The Other Paper
- Type: Alternative weekly
- Founded: 1990
- Ceased publication: January 31, 2013
- Language: English
- Headquarters: Columbus, Ohio
- Website: theotherpaper.com

= The Other Paper =

Alternative weekly newspaper in Columbus, Ohio

The Other Paper was an alternative weekly news publication that served the Greater Columbus, Ohio area from 1990 to 2013.

It was distributed on Thursdays and was known for local news and features such as concert and movie reviews, classified ads, and personals, all with a distinctly irreverent, humorous style. It had the second-largest newspaper distribution in Columbus behind The Columbus Dispatch.

The Other Paper, which since 1990 had been published by Columbus-based CM Media, was bought by Dallas-based American Community Newspapers in 2007, along with its sister publications Columbus Monthly, Columbus CEO and the 22 weekly newspapers printed by Suburban News Publications.
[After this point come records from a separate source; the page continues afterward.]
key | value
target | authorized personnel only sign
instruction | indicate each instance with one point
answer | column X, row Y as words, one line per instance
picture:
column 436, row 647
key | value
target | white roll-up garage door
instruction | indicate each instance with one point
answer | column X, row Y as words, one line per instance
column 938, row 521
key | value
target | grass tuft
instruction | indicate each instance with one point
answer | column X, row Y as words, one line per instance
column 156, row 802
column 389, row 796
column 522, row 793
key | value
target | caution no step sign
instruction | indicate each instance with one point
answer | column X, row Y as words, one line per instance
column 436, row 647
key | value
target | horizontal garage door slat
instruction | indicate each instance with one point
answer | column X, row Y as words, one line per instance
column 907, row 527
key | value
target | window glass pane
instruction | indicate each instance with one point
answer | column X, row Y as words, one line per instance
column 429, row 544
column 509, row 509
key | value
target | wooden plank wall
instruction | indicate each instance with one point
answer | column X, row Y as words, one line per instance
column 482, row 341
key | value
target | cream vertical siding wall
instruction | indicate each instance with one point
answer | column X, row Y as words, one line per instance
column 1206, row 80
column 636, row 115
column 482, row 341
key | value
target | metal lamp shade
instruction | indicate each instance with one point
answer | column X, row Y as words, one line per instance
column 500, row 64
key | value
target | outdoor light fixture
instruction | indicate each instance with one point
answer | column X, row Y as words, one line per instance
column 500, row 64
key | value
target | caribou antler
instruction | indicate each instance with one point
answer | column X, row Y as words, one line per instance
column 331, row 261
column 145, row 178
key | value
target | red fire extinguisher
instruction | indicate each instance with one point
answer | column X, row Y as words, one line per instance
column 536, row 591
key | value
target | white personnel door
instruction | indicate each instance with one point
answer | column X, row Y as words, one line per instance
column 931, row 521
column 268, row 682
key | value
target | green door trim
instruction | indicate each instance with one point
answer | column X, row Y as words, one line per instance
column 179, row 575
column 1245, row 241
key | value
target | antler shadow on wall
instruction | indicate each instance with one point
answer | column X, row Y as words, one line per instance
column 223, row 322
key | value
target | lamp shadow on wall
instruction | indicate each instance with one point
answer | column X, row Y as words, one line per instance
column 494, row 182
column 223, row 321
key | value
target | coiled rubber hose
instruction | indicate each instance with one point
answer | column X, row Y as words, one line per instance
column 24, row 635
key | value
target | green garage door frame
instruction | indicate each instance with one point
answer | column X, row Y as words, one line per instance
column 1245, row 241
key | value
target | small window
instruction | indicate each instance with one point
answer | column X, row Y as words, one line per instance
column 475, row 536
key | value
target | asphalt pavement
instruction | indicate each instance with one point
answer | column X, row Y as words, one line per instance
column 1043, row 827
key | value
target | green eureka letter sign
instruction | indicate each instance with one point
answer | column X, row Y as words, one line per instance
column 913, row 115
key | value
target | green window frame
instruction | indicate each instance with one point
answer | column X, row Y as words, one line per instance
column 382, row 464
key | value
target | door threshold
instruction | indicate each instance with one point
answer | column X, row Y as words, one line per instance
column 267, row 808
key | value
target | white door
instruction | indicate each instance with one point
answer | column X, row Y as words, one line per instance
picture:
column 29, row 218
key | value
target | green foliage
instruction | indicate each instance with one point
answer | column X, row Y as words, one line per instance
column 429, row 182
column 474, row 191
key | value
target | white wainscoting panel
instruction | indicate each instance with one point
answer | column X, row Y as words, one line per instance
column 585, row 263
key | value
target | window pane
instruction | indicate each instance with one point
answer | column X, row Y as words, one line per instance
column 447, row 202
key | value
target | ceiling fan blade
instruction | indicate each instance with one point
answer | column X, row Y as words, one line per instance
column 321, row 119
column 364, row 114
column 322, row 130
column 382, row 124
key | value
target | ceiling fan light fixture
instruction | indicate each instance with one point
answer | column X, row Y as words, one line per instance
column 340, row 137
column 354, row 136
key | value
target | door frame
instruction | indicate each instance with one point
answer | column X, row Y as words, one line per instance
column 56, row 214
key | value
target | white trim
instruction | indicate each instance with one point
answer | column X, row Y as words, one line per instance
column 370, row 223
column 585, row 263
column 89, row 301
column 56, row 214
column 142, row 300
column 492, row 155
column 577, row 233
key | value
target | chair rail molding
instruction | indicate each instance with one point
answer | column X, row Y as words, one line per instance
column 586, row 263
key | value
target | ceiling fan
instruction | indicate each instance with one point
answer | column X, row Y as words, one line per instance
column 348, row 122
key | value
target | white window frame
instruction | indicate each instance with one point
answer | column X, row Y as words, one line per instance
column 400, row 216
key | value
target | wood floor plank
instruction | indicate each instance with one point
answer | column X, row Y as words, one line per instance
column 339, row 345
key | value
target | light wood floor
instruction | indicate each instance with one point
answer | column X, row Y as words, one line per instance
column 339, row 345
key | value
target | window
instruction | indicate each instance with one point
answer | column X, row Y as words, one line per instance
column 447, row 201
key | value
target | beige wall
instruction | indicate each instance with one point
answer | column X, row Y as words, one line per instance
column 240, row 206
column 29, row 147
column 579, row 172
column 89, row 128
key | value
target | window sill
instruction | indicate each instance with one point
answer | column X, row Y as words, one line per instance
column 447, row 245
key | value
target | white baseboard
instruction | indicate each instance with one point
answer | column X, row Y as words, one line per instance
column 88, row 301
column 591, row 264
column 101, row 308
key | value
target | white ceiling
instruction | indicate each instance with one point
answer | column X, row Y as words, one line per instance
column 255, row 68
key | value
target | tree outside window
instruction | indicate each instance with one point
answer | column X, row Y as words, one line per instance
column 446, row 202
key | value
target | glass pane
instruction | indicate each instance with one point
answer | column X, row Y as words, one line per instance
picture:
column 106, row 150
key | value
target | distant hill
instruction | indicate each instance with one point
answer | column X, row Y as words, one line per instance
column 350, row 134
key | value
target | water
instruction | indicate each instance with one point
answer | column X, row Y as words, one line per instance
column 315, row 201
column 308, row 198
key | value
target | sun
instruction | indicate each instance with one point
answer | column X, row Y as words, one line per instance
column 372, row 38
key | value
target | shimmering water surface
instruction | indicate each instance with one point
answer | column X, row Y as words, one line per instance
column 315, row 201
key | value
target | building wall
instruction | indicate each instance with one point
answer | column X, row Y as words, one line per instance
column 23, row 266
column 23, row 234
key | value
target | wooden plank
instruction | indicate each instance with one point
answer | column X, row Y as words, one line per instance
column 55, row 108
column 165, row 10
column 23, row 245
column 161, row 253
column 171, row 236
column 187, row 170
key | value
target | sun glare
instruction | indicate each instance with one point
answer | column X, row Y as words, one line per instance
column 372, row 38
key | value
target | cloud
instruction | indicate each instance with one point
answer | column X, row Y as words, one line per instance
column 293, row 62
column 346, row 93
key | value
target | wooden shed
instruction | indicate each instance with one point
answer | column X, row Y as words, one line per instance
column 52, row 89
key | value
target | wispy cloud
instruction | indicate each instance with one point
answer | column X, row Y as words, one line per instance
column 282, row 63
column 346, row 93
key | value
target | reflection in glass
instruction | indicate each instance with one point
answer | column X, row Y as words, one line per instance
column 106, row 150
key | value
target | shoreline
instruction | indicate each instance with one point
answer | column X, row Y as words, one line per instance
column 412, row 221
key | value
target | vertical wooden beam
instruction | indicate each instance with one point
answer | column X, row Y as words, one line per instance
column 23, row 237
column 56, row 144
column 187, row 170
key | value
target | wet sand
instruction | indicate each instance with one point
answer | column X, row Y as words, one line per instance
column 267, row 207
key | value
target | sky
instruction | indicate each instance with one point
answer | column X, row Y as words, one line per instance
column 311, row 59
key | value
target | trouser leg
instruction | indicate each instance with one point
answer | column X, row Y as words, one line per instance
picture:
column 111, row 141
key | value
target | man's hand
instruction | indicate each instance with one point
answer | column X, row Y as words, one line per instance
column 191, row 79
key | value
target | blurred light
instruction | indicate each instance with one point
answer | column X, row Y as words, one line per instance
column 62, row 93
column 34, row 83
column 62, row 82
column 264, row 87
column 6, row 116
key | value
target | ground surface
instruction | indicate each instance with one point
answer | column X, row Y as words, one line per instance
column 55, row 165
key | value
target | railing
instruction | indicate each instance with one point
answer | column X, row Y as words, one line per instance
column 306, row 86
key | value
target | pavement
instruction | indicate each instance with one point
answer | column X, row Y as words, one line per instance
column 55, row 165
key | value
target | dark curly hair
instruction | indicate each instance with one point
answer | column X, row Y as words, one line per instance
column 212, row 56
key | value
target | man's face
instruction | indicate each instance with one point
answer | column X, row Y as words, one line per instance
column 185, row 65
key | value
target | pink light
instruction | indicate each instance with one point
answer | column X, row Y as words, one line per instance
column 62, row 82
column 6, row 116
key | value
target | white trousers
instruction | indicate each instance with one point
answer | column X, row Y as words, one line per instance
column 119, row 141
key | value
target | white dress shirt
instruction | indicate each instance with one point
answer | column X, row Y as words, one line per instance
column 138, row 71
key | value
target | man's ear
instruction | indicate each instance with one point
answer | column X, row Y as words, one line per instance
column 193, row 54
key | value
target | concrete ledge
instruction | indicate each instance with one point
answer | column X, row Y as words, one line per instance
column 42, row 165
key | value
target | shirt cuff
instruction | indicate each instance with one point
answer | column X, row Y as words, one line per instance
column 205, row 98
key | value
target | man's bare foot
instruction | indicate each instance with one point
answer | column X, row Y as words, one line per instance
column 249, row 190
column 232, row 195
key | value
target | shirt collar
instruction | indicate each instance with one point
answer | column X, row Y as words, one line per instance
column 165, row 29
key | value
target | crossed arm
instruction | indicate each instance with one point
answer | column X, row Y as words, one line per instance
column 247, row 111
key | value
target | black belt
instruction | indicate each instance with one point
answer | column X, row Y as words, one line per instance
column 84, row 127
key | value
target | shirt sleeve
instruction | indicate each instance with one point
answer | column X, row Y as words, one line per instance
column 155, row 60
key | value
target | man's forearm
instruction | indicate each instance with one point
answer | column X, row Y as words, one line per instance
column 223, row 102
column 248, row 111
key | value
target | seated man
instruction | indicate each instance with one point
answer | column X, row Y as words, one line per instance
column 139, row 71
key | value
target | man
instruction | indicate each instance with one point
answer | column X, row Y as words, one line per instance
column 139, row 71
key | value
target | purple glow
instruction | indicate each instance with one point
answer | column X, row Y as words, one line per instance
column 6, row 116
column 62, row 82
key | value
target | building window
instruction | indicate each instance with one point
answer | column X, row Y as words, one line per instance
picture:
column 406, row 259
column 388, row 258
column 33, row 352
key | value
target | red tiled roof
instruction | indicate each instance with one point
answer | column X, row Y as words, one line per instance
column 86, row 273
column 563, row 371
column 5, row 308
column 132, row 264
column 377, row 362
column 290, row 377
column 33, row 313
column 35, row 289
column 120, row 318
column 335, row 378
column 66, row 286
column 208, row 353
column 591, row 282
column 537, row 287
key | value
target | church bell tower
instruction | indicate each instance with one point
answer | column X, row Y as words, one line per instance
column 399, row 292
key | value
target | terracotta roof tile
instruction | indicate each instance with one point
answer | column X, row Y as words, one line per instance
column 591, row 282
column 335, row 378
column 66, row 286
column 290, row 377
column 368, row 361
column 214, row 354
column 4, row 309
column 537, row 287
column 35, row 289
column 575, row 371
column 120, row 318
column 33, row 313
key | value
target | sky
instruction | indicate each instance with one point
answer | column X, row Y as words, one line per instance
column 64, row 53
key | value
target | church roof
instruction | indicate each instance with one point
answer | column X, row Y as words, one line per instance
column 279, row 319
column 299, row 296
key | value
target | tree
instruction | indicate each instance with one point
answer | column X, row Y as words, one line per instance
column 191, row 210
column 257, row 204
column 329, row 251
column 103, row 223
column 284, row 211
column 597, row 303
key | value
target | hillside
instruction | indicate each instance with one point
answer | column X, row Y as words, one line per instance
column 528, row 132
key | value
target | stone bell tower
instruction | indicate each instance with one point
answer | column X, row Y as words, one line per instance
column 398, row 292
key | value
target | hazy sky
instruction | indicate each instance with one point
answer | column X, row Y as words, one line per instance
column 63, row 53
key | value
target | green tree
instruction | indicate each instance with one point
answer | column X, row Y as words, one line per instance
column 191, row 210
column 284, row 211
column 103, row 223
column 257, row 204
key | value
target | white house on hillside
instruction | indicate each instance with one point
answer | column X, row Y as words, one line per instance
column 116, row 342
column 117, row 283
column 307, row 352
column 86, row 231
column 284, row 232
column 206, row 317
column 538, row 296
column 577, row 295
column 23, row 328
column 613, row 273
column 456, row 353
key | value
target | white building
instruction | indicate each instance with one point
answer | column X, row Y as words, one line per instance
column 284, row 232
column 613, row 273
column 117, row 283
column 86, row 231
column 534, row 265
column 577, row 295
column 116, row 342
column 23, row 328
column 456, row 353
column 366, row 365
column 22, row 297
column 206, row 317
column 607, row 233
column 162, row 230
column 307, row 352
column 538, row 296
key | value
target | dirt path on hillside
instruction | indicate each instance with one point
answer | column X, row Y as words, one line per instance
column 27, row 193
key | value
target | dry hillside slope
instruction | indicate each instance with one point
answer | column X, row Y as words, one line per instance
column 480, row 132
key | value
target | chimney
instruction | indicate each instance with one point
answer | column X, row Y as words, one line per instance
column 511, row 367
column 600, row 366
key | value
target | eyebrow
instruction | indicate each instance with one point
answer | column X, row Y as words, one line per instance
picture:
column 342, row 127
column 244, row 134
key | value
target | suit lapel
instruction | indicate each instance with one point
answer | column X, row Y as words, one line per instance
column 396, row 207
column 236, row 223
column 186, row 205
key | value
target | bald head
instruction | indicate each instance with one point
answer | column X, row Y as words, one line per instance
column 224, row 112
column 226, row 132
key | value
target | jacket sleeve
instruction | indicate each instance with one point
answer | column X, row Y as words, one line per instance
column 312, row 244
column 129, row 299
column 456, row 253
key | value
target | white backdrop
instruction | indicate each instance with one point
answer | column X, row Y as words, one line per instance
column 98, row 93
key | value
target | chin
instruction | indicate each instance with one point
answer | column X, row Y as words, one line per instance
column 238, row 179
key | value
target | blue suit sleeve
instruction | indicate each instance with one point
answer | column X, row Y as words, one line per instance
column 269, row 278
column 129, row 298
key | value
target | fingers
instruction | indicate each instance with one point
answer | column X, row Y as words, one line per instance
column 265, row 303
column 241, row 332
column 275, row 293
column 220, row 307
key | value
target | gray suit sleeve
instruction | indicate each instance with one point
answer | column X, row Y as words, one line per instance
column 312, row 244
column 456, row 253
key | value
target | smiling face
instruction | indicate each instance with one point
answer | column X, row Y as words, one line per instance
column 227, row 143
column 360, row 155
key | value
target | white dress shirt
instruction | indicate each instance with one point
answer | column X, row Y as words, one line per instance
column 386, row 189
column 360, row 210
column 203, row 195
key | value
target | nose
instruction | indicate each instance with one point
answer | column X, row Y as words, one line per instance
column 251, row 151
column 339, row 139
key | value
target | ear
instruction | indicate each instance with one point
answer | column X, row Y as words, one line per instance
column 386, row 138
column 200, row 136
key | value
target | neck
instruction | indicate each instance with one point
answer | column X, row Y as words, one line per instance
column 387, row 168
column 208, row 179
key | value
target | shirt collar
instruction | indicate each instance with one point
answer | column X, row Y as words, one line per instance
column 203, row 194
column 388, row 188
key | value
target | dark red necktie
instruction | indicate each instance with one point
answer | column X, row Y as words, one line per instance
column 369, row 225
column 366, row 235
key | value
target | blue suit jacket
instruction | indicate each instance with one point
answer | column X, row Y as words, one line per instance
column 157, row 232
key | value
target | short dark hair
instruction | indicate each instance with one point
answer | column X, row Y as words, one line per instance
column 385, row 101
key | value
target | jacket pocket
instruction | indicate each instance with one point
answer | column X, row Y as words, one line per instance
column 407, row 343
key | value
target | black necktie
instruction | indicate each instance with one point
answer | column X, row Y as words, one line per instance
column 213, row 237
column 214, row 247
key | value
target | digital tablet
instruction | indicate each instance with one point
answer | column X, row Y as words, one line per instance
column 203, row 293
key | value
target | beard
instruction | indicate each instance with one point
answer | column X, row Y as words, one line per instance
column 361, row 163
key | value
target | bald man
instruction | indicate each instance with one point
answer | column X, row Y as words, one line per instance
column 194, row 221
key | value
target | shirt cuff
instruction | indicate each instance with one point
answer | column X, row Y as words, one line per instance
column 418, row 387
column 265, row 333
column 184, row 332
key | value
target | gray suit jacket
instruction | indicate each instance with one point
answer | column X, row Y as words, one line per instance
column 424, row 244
American Community Newspapers sold its Columbus properties to Dispatch Printing Company in 2011.

On January 7, 2013, the Dispatch Co. announced it would shut down The Other Paper at the end of the month, citing duplication of Columbus Alive, the alternative weekly purchased by the Dispatch in 2006. The last edition of The Other Paper was published January 31, 2013.